Endz Of The World - 2023-2025 - Wolverhampton Art Gallery
Welcome.
My work begins with an inquiry into the unseen. During the 20/20 residency, I embarked on a journey to uncover hidden histories, particularly the stories of empire workers who migrated to the Black Country. The local gallery’s 19th and 20th-century landscape paintings, including those by Edwin Butler Bayliss, Arthur Lockwood, and Harry N. Eccleston, offered a compelling, yet ultimately incomplete, narrative of the region's pivotal role in the Industrial Revolution. What, I wondered, was missing from these celebrated depictions?
This region's technological innovations once gave the British Empire a significant advantage in global extraction practices. This led me to a profound question: In our present era of rapid technological advancement, with the computer chip as the modern foundry, are we poised to repeat similar patterns of marginalisation? Could the digital "system," due to its inherent biases, inadvertently overlook certain realities as it absorbs and processes information?

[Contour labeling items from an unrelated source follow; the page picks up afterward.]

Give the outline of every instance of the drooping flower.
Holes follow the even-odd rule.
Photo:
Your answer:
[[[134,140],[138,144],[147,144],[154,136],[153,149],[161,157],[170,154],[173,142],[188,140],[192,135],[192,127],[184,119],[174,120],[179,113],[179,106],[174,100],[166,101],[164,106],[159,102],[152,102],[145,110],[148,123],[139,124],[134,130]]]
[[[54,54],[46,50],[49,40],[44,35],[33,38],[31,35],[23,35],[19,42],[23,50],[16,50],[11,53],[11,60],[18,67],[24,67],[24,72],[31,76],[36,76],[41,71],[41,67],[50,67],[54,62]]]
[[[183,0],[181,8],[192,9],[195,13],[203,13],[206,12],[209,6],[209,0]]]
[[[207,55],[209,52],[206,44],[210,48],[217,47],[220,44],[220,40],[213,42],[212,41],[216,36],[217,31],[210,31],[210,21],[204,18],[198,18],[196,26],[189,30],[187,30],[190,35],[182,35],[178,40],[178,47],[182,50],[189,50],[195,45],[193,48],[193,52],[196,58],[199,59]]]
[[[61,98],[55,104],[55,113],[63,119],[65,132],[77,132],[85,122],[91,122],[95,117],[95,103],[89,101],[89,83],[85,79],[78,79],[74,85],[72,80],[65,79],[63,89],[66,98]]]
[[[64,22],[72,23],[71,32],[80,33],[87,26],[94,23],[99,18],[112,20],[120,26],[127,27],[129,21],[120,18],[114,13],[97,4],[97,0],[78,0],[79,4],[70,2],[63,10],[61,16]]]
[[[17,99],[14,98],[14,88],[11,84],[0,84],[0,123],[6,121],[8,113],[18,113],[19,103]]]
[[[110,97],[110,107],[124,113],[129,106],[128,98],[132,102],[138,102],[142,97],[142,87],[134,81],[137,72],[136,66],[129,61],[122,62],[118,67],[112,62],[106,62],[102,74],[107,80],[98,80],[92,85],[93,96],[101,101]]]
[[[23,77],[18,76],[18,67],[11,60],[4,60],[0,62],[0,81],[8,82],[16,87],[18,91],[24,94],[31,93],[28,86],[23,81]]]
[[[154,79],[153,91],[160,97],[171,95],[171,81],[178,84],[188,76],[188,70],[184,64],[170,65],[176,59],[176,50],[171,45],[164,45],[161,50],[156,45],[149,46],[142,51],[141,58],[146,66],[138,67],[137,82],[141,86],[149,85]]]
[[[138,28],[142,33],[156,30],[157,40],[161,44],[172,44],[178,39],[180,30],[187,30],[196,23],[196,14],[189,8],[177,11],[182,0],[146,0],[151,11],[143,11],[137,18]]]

To explore these pressing questions, I collaborated with software engineers, developing a unique database. This included scans from the gallery's permanent collection—now in the public domain—alongside ethically sourced images from my archives of mid-20th-century empire workers. Each image was meticulously tagged to train a bespoke machine learning model, which I then leased. This model became a tool for emergent intelligence, generating new visuals based on prompts rooted in my 20/20 residency research and local anecdotes I have long yearned to see manifest in image form.
The resulting artworks, timestamped Summer 2024, are the product of careful experimentation, an earnest attempt to bridge historical inquiry with contemporary technological exploration. This multi-faceted project, titled "Endz of the World," has led to a diverse range of creative outputs across various mediums. My process has been deeply informed by critical works such as Kathryn Yusoff's A Billion Black Anthropocenes or None, historical scholarship, and contemporary cinema, engaging with pressing themes like those explored in AI-2027 and How LLMs work - Karpathy
What is 20/20
20/20 is an ambitious 3-year programme announced by the Decolonising Arts Institute in November 2021, with funding from Freelands Foundation, Arts Council England and UAL.
Combining artist residencies with artistic commissioning at scale, 20/20 is bringing together 20 emerging or mid-career artists of colour and 20 UK public art collections, leading to 20 new permanent acquisitions.
20/20 was launched in November 2021 by UAL Decolonising Arts Institute, working in partnership with 20 UK public collections, museums and galleries, and supported by funding from Freelands Foundation, Arts Council England’s National Lottery Project Grants Programme and UAL.
20/20 is a project of national significance that responds to the need to fundamentally reassess and address the often problematic, difficult and negative ways in which diverse audiences see themselves reflected in collections. This includes the display or neglect of objects in the collections, the processes and relations that underpin their acquisition, and related narratives of interpretation.